Part 1. R Package Development and Documentation (25 points)

Instructions

For this portion of Project 3, you are being asked to develop a well-documented, well-tested, and well-explained R package.

This R package should include the following functions we’ve written throughout the class:

  • my_t.test
  • my_lm
  • my_knn_cv

Follow the instruction on Lecture Slides 9 to set up the skeleton of your package (5 points for proper setup). Your package should include the following:

  1. (10 points) Complete documentation for each of your functions and data. Each function must include @examples in the documentation.

  2. (15 points) A detailed vignette with examples and the use of all of these functions with the penguins data from the palmerpenguins package. You must add and document the penguins data to your own package and export it as the object my_penguins (with proper credit in the documentation!). Specifically, the vignette should have the following parts:

    1. A tutorial for my_t.test testing the hypothesis that the mean body_mass_g of Adelie penguins is equal to 4000 (where the alternative is that the mean is less than 4000). Carefully interpret the results using a p-value cut-off of \(\alpha = 0.05\).

    2. A tutorial for my_lm using flipper_length_mm as the independent variable and body_mass_g as the dependent variable. Carefully interpret the flipper_length_mm coefficient describe the hypothesis test associated with the flipper_length_mm coefficient, and carefully interpret the results the flipper_length_mm hypothesis test using a p-value cut-off of \(\alpha = 0.05\).

    3. A tutorial for my_knn_cv using my_penguins. Predict output class species using covariates bill_length_mm, bill_depth_mm, flipper_length_mm, and body_mass_g.

      • Use \(5\)-fold cross validation (k_cv = 5).

      • Iterate from k_nn\(= 1,\ldots, 10\). For each value of k_nn, record the training misclassification rate and the CV misclassification rate (output from your function).

      • State which model you would choose based on the training misclassification rates and which model you would choose based on the CV misclassification rates. Discuss which model you would choose in practice and why.

Notes

  • Your package directory should be submitted as a .zip file to Canvas.
  • All code and documentation should follow the style guidelines outlined in class.

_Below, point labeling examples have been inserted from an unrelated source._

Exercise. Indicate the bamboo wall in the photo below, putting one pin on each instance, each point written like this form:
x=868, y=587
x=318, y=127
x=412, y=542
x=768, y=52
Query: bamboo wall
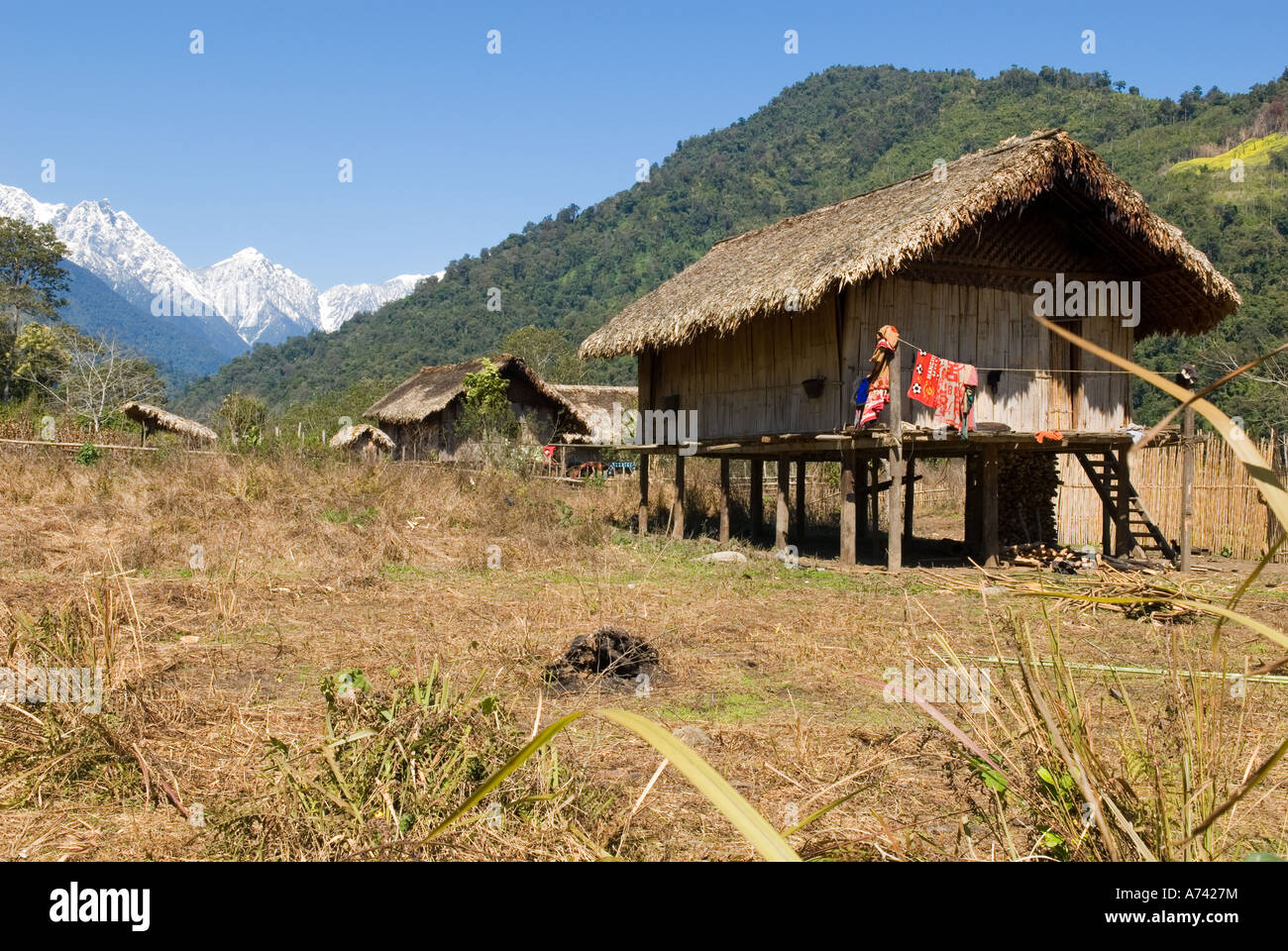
x=1228, y=514
x=748, y=382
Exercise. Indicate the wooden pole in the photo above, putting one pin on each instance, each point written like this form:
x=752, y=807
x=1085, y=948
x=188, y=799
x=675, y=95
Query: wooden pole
x=874, y=495
x=1124, y=540
x=894, y=499
x=909, y=480
x=1107, y=536
x=1188, y=488
x=724, y=500
x=800, y=501
x=850, y=509
x=643, y=492
x=862, y=472
x=988, y=522
x=974, y=531
x=784, y=467
x=678, y=505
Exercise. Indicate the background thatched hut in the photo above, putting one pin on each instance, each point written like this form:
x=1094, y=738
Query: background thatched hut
x=421, y=412
x=362, y=438
x=154, y=418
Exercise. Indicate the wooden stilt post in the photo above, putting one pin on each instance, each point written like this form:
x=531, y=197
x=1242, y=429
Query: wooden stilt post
x=874, y=495
x=894, y=499
x=678, y=505
x=988, y=522
x=862, y=476
x=643, y=492
x=724, y=500
x=1107, y=521
x=850, y=509
x=974, y=527
x=800, y=502
x=1188, y=489
x=1124, y=539
x=781, y=512
x=909, y=480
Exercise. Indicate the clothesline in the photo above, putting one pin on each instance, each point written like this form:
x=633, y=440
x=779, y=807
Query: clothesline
x=1019, y=369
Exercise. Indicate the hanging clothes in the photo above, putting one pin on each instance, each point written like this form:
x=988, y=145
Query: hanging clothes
x=948, y=388
x=956, y=405
x=926, y=373
x=879, y=379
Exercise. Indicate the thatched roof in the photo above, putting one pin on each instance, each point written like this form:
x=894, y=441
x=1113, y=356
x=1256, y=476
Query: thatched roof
x=153, y=418
x=912, y=222
x=356, y=436
x=433, y=388
x=593, y=406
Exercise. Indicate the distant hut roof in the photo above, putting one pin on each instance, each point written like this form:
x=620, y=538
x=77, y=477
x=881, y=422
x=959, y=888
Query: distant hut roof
x=155, y=418
x=355, y=436
x=593, y=405
x=880, y=232
x=433, y=388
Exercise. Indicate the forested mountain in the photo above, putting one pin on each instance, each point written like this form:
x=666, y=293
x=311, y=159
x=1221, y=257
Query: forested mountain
x=179, y=354
x=835, y=134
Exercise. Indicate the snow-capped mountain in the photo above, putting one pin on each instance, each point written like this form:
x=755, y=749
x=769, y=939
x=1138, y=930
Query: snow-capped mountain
x=112, y=247
x=263, y=300
x=240, y=300
x=340, y=303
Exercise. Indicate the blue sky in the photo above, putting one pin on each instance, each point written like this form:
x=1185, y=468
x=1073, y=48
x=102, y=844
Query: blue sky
x=454, y=149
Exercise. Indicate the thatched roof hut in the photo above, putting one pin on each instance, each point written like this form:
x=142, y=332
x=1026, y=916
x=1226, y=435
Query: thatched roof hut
x=356, y=438
x=154, y=418
x=595, y=406
x=433, y=388
x=761, y=348
x=931, y=217
x=420, y=412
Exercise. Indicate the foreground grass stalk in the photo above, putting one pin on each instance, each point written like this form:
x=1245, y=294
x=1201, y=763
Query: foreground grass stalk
x=754, y=826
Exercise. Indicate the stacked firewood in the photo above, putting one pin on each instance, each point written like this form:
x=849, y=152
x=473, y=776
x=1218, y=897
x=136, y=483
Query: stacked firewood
x=1038, y=556
x=1026, y=484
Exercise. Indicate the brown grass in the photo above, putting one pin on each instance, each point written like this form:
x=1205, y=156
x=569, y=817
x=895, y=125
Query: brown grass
x=312, y=569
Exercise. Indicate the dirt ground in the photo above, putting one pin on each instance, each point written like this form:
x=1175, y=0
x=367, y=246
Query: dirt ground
x=773, y=672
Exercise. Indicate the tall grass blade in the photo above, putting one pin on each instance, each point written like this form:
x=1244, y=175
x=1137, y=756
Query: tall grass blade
x=754, y=826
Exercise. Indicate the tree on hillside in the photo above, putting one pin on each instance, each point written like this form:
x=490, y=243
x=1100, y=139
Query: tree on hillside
x=487, y=412
x=244, y=418
x=30, y=285
x=548, y=352
x=95, y=376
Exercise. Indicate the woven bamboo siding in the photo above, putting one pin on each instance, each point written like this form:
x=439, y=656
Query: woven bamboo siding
x=1227, y=509
x=748, y=381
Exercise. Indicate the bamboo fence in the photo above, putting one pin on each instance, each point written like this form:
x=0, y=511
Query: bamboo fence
x=1229, y=515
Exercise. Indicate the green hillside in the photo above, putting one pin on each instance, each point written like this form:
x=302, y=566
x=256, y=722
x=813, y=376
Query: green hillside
x=832, y=136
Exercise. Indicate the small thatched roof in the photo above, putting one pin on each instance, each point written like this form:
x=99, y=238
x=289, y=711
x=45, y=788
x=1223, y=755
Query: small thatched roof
x=360, y=435
x=433, y=388
x=593, y=406
x=153, y=418
x=804, y=258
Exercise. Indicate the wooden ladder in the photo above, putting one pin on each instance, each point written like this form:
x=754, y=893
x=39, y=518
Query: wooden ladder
x=1103, y=474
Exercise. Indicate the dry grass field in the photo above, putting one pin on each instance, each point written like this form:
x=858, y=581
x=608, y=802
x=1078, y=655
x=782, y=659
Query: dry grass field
x=232, y=600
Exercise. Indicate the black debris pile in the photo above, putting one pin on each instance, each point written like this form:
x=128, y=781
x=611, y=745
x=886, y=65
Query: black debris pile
x=609, y=655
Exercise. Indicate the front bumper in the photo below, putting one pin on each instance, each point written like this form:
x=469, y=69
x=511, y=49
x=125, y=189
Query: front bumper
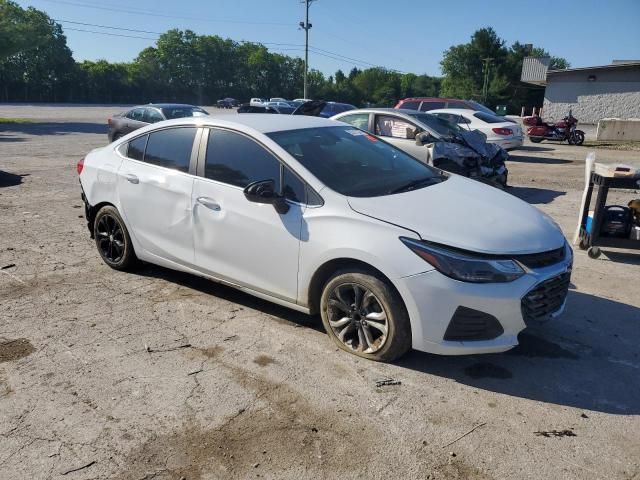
x=432, y=300
x=509, y=143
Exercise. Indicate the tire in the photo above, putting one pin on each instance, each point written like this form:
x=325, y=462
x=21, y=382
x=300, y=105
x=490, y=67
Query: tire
x=379, y=329
x=113, y=240
x=594, y=252
x=578, y=138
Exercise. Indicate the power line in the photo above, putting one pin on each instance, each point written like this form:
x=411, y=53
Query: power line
x=105, y=26
x=315, y=50
x=172, y=16
x=109, y=33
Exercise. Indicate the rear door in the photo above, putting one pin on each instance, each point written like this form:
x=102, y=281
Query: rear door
x=155, y=182
x=246, y=243
x=400, y=132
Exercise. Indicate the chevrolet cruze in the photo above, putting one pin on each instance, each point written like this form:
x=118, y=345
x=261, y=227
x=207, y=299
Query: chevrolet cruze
x=324, y=218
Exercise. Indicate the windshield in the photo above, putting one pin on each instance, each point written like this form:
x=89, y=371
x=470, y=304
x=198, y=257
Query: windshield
x=354, y=163
x=480, y=107
x=181, y=112
x=437, y=124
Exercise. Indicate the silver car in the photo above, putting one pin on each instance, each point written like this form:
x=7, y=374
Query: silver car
x=434, y=141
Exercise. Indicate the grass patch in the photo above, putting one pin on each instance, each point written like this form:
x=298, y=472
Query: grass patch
x=613, y=145
x=14, y=120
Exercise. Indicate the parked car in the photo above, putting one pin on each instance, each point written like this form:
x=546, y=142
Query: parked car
x=426, y=104
x=223, y=104
x=123, y=123
x=434, y=141
x=266, y=108
x=506, y=134
x=333, y=108
x=324, y=218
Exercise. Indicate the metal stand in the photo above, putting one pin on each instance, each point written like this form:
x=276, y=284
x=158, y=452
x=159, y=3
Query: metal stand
x=591, y=241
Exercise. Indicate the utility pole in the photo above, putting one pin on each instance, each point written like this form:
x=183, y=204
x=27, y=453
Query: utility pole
x=485, y=85
x=306, y=26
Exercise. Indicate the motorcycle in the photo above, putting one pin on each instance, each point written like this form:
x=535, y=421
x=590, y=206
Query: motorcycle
x=559, y=131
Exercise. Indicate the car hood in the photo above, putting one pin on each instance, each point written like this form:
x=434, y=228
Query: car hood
x=466, y=214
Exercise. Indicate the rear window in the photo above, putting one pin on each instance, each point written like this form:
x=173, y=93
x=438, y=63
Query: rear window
x=426, y=106
x=181, y=112
x=486, y=117
x=455, y=104
x=480, y=107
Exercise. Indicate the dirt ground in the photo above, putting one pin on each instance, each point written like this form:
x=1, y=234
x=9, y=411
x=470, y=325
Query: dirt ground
x=160, y=375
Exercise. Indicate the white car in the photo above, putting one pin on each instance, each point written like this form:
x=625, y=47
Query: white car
x=502, y=132
x=324, y=218
x=257, y=102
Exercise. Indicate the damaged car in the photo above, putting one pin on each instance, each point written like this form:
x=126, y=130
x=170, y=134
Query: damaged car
x=434, y=141
x=327, y=219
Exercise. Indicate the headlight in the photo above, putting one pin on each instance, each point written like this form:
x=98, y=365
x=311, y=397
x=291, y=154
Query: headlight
x=467, y=267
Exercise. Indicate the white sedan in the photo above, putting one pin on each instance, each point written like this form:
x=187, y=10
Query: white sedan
x=324, y=218
x=498, y=130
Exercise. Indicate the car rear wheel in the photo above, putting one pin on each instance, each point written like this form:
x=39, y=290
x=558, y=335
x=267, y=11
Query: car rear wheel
x=364, y=315
x=113, y=240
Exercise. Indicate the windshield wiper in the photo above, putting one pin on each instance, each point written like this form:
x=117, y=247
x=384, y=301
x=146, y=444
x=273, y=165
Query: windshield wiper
x=421, y=182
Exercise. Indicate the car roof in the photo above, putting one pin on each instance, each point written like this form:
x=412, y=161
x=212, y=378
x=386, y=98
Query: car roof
x=260, y=122
x=167, y=105
x=457, y=111
x=399, y=111
x=429, y=99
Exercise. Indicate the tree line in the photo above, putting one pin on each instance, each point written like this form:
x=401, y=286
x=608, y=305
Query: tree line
x=36, y=65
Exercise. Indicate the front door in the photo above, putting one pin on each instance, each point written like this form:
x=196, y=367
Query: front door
x=155, y=185
x=400, y=133
x=239, y=241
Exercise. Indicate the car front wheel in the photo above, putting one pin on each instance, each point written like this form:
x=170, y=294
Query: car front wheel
x=113, y=240
x=364, y=315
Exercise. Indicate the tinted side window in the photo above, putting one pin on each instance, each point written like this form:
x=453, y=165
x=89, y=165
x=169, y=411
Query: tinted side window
x=294, y=188
x=136, y=147
x=152, y=116
x=171, y=148
x=136, y=114
x=358, y=120
x=237, y=160
x=410, y=105
x=426, y=106
x=387, y=126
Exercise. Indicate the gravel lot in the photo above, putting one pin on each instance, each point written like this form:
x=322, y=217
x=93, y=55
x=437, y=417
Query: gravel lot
x=162, y=375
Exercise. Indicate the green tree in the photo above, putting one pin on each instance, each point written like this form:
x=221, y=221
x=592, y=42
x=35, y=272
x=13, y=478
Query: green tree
x=19, y=29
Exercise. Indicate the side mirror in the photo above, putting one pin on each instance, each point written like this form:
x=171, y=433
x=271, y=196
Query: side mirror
x=264, y=191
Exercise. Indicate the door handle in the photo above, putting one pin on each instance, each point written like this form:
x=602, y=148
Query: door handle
x=131, y=178
x=209, y=203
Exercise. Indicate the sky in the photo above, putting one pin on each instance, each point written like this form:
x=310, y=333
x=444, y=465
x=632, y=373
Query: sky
x=404, y=35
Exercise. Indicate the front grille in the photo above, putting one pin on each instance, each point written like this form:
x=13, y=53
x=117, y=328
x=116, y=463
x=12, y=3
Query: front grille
x=545, y=298
x=469, y=324
x=544, y=259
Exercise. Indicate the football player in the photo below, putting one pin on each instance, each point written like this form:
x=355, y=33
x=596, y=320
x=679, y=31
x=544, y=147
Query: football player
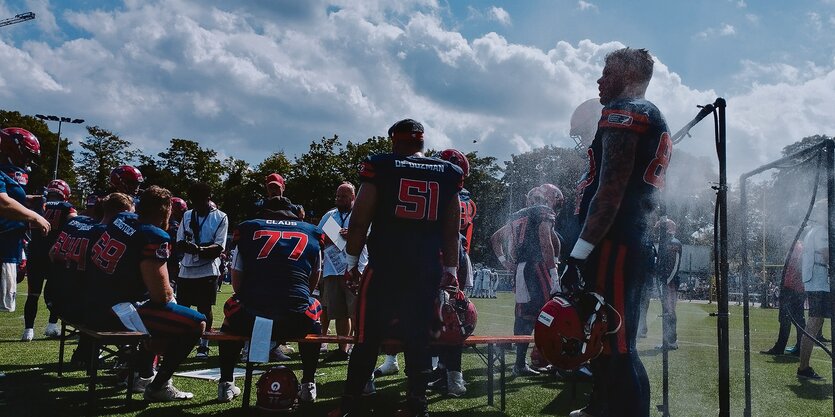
x=274, y=272
x=18, y=148
x=413, y=204
x=532, y=250
x=58, y=211
x=127, y=275
x=628, y=159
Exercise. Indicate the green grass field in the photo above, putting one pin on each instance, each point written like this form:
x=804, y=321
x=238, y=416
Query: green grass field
x=29, y=385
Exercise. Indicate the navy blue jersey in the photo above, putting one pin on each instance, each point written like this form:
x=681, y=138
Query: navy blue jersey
x=113, y=271
x=524, y=229
x=276, y=258
x=412, y=194
x=652, y=155
x=12, y=182
x=57, y=213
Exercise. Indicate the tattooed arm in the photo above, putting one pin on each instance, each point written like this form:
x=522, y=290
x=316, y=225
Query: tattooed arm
x=616, y=168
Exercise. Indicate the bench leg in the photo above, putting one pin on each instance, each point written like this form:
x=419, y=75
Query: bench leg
x=63, y=340
x=92, y=371
x=501, y=375
x=132, y=355
x=247, y=384
x=490, y=348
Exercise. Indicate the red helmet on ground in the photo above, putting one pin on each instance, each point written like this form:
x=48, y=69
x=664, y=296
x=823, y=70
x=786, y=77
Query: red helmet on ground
x=458, y=158
x=179, y=203
x=20, y=146
x=570, y=330
x=459, y=318
x=584, y=123
x=126, y=179
x=60, y=187
x=278, y=390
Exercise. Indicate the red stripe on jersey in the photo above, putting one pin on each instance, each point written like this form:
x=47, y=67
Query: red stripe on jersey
x=620, y=296
x=622, y=119
x=361, y=304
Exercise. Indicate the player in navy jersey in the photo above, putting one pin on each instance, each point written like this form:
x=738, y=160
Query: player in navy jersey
x=274, y=273
x=627, y=165
x=66, y=289
x=412, y=203
x=57, y=210
x=532, y=248
x=127, y=267
x=18, y=148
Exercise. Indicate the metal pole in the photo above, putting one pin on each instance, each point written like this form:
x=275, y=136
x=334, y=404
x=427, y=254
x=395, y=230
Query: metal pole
x=722, y=201
x=57, y=152
x=746, y=335
x=830, y=198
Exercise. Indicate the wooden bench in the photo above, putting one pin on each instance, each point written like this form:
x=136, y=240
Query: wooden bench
x=496, y=346
x=126, y=345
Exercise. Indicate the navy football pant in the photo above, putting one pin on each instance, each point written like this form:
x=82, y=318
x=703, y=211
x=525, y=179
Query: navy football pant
x=617, y=271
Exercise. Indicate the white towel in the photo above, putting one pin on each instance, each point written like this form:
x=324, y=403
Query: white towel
x=522, y=294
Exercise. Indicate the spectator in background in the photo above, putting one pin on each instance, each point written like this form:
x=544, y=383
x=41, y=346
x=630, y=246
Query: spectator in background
x=178, y=209
x=339, y=302
x=201, y=238
x=669, y=260
x=18, y=148
x=815, y=273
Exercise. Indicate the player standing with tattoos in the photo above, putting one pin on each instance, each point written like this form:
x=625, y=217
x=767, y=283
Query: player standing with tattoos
x=627, y=164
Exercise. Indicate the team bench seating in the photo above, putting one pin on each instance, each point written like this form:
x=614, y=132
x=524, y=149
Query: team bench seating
x=496, y=346
x=113, y=344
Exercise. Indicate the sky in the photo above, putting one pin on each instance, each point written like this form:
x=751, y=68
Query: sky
x=499, y=77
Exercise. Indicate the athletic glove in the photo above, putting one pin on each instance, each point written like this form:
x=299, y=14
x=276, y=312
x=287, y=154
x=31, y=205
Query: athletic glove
x=571, y=280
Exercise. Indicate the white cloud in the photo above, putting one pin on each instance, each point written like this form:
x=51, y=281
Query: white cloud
x=500, y=15
x=724, y=30
x=252, y=80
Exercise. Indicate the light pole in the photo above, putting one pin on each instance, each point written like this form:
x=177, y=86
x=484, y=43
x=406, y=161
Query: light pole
x=60, y=120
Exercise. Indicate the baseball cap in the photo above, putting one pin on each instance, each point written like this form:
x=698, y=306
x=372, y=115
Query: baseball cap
x=275, y=178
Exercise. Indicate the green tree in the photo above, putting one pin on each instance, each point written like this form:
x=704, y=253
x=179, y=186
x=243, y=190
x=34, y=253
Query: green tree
x=189, y=163
x=42, y=172
x=101, y=151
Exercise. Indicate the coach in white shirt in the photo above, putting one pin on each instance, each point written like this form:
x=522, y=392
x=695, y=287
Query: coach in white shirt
x=201, y=238
x=338, y=301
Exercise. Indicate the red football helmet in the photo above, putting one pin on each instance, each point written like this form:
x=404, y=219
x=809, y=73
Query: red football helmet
x=278, y=390
x=458, y=158
x=459, y=318
x=570, y=330
x=126, y=179
x=59, y=187
x=179, y=204
x=19, y=146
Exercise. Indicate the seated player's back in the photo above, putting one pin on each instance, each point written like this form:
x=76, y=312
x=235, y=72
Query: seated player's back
x=113, y=271
x=66, y=287
x=277, y=258
x=412, y=195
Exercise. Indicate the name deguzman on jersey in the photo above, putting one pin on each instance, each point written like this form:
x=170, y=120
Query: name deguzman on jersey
x=399, y=163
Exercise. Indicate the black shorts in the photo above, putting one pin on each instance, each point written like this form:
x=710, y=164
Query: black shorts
x=618, y=271
x=382, y=310
x=238, y=320
x=198, y=292
x=820, y=304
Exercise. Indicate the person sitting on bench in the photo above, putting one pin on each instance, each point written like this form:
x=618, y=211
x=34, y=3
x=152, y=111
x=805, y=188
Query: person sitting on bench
x=274, y=273
x=128, y=288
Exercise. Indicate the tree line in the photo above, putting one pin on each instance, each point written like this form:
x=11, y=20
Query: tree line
x=497, y=187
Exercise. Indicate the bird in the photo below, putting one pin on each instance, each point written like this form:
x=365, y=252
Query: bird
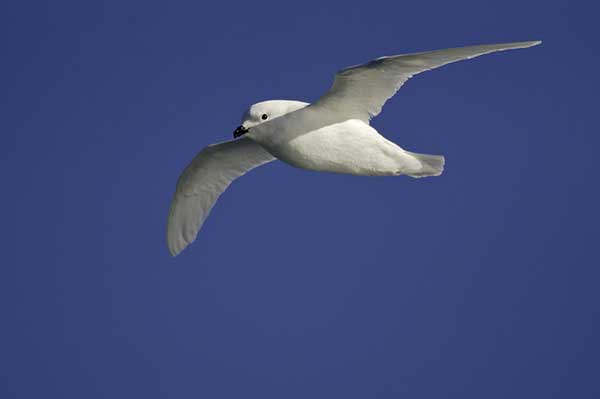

Part 2. Self-Assessment and Reflection (5 points)

Submit answers to the following questions as a .pdf file to Canvas. A brief paragraph for each will be enough.

  1. What was the hardest assignment for you and why? Did you learn anything from the experience? Is there anything you would change about the assignment to help your learning?

  2. What are two areas in which you think you did well this quarter? What are two areas in which you could have improved?

  3. Is there anything you are glad we covered this quarter? Is there anything you wish had been covered in this course? What programming and computing skills would you like to learn in the future?